An example of this was the performance at the Hubert de Blanck Hall in 1957. There he performed five stories by five Cuban authors with their respective characters. Each story was preceded by a musical accompaniment on the piano. On the occasion of this performance, the journalist Luis Amado Blanco commented at the time: «(…) No one before him had ever thought that the stories of modern authors had this wonderful possibility (…).»
After 1959, Luis Mariano performed in several countries and latitudes. He formed groups such as Cuarteto del Rey, Los Bucaneros and Los Cañas, and was the teacher of several generations of Cuban singers. In 1972, at the Casa de las Américas, he presented the recital Luis Carbonell en tres tiempos, in which he performed pieces by Ernesto Lecuona, Ignacio Cervantes, Johann Sebastian Bach and Sergei Rachmaninoff for two hours.
Faithful to the art that ran through his veins, to his tastes and to the perfected lessons of his empirical training, Carbonell breathed grace, content and mastery into the oral narrative in Cuba.
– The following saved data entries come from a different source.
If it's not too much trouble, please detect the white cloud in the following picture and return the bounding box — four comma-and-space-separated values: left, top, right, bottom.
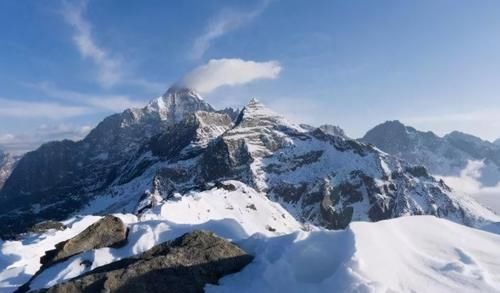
438, 160, 500, 214
60, 1, 166, 93
61, 0, 122, 87
190, 1, 270, 59
179, 58, 282, 94
0, 98, 89, 119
The qualification of watercolorist of Antillean poetry should not distract us from the human, original and powerful background of his work. Such human and authentic figures are not common, much less those who strengthen the Cuban identity in such a precise and unprejudiced way.
As Reynaldo González put it: «Carbonell was destined to stand out because his was authentic, as popular as it was rigorous. He represented a real, vibrant culture, not the mannerism of his subjects. Without dwelling on the simple picturesque, his art was also an exportable filin. It was culture with a capital C and authenticity.
Memories and words of homage, then and now, are revealed as meager at the moment of evaluating his imprint. An ode to excellence such as Carbonell’s deserves all the recognition possible… and much more.